Toute mémoire culturelle a donc une histoire; mais comme mémoire, elle n’a pas conscience être elle-même une réalité historique. Du coup, la mémoire culturelle tisse comme un rideau qui vient s’interposer entre la réalité révolue du passé et l’image présente du passé qu’actualise la mémoire. La tâche de l’histoire consiste à essayer de défaire ce tissage pour proposer une autre image du passé, construite selon les canons méthodiques de l’histoire. Il s’agira certes toujours d’une image du passé. Mais d’une image qui réfléchit les conditions de sa production et qui est consciente de son caractère relatif, de son inscription dans les questions du présent. L’histoire sait qu’elle est toujours redevable de la perspective du chercheur. C’est de le savoir qui lui confère un caractère critique. Et c’est justement ce savoir qui fait défaut à la mémoire. Une histoire de la mémoire culturelle est donc aussitôt une critique de cette mémoire, au sens où elle apprend à cette mémoire à se regarder dans une autre perspective. 

La mémoire et l’histoire sont donc deux manières différentes de se rapporter au passé, en tension l’une avec l’autre. Cette situation de tension entre mémoire et histoire est typique du monde moderne. Pour le conflit des mémoires, elle représente à la fois un danger et une chance. Le danger consiste en ceci que toute mémoire est un élément fondamental de l’identité. Cela vaut des individus (cf. Locke) comme des groupes et des nations. C’est en se racontant que l’on dit qui l’on ait mais aussi que l’on devient celui que l’on a à être. Ricœur l’a bien montré. Dès lors, la critique historique des représentations mémorielles ébranle l’identité des personnes et des groupes. Les conflits autour de l’interprétation de l’histoire suisse de ces quarante dernières années l’ont suffisamment montré. Cela vaut naturellement aussi, et même davantage, des groupes religieux pour lesquels la dimension mémorielle est absolument centrale. On comprend alors pourquoi si souvent les groupes religieux récusent violemment toute forme de critique historique. L’accepter les obligerait à reconstruire leur identité, à raconter autrement leur histoire. 

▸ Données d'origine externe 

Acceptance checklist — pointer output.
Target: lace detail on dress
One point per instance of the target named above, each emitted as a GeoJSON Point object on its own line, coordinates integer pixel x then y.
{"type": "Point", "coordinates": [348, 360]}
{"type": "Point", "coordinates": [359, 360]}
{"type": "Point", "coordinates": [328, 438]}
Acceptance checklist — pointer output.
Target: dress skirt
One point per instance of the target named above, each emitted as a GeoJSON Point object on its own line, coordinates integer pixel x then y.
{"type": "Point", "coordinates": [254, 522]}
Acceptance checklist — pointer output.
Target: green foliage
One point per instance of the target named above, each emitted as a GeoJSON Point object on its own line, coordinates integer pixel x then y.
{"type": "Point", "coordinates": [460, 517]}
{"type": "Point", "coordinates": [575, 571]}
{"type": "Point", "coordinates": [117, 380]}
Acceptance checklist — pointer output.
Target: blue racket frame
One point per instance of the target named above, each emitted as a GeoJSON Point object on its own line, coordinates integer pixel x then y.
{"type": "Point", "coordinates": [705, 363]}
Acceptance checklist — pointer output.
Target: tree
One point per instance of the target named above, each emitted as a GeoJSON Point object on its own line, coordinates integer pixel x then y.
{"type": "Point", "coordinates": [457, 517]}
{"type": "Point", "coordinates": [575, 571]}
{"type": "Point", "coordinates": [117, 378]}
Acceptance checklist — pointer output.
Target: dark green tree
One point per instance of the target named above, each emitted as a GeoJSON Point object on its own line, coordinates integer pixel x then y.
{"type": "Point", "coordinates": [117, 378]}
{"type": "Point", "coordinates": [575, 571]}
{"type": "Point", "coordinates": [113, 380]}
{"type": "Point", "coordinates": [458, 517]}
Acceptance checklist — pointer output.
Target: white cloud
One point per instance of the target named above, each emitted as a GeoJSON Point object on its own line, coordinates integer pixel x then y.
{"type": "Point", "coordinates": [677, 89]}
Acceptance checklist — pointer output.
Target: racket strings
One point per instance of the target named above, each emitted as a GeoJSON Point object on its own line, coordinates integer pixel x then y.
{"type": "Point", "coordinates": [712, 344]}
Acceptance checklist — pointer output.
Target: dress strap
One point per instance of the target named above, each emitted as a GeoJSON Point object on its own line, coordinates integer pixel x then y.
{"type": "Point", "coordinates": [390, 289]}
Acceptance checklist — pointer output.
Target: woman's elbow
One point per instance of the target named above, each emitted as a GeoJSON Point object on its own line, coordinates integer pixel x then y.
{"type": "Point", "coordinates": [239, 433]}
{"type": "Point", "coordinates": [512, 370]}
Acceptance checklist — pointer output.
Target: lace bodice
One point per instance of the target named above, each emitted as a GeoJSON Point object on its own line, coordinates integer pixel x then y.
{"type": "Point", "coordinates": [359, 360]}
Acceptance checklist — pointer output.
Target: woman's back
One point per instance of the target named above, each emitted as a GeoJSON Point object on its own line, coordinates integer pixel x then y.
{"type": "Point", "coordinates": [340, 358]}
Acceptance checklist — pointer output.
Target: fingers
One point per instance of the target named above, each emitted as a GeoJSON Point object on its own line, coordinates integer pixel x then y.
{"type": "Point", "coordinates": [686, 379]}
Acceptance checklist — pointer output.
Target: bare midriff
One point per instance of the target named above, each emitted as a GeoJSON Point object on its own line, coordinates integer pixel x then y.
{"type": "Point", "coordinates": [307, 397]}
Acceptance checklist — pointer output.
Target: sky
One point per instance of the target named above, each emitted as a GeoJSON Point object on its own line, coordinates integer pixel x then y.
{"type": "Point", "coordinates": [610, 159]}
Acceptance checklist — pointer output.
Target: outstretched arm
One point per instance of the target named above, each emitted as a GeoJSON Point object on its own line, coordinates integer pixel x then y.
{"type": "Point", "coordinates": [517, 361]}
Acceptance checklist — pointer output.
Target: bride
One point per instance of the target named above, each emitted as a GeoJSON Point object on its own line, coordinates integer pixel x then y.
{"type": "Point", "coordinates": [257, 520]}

Pourtant, l’histoire critique offre probablement la seule possibilité de sortir des conflits de mémoire. Elle invite en effet à comprendre comment ces mémoires en conflit se sont construites, de quelles logiques, sociales et imaginaires, ces constructions répondent et quelles fonctions, parfaitement légitimes au demeurant, ces constructions remplissent. L’histoire critique propose du coup aux communautés religieuses de se regarder dans une perspective différente, de faire pour ainsi dire un pas de côté, et donc de relativiser l’image qu’elles se font du passé originel qu’elles prétendent actualiser dans leurs pratiques et leurs discours. Cet apprentissage de la relativité est difficile. Il exige de chaque religion qu’elle accepte une relativisation qui va à l’encontre de la prétention à l’absolu dont chacune se réclame justement dans la façon dont elle construit sa mémoire. Mais c’est probablement la seule façon de sortir du conflit mortifère des mémoires.